There’s a chauvinistic and colonialist narrative there, buried underneath the egalitarianism. As much as we’d like to read Drake’s trip to the New Jerk as an exuberant encounter with the Other, it’s more a solidification of his already solid self. He doesn’t participate, he doesn’t assimilate, there’s no hint of cultural fusion. He just observes, and comes out looking more Drake than ever. The New Jerk serves mostly as a backdrop to his introspection, just another tool in the building of the same self-conscious Drake that he’s always built.
It’s the same Drake that he’s building in his living room. And in a lot of ways, the Rihanna in Drake’s living room is the same Rihanna as in the club. But where Drake maintains his Drake-ness against the Other, Rihanna can only maintain her Rihanna-ness under Drake’s protectorate. She doesn’t get to be herself in the mainstream American club. Her identity can only be maintained when she’s on her own turf or when she’s safe in the isolation of her lover’s apartment. Her only option in a world outside her own is assimilation.

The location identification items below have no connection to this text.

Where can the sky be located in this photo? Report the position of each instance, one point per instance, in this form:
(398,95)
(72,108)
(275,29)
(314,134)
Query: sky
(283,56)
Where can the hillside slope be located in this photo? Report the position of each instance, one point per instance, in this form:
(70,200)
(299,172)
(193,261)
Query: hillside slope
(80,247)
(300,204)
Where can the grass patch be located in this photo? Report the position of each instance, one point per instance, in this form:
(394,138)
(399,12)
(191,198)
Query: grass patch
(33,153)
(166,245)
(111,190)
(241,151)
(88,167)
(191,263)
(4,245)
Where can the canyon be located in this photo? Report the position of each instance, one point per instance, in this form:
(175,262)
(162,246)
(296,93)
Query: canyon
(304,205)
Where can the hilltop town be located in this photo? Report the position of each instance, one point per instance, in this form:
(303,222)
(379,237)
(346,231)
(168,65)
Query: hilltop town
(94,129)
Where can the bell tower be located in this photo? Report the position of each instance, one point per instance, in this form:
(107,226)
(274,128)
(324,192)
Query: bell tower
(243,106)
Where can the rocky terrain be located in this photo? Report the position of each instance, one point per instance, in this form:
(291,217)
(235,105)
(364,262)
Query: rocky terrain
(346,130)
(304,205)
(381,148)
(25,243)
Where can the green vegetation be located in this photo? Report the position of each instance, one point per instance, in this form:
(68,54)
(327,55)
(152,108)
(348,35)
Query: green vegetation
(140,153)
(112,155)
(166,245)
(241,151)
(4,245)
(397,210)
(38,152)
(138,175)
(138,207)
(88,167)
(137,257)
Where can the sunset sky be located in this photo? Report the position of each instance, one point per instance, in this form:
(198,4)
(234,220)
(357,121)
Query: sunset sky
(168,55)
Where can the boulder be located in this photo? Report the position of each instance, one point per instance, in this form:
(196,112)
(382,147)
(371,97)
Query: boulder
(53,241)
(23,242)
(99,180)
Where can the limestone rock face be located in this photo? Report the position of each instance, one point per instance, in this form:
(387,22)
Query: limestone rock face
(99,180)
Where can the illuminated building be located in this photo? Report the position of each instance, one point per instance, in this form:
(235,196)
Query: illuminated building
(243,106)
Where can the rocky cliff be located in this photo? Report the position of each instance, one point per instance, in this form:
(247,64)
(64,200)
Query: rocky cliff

The dream of the Drake-Rihanna relationship is to get Drake into the club and Rihanna into the condo. This is the axis of life according to music videos: a work-free world where life is one part Netflix-&-chill, one part revelry. Like so many 21st-century projects, I think it’s motivated by a compulsion to preserve identity. Drake’s interior is well-established, and he needs someone to pull him out to new zones to better define his exterior. Rihanna’s well-established exterior is in danger, and she needs someone to pull her inside so that she can better develop her interior. It’s hard to argue that the narrative presents an equal distribution of power here. Rihanna needs someone who can bring her to somewhere safe. Drake just needs someone to lead him somewhere where he can rub his chin.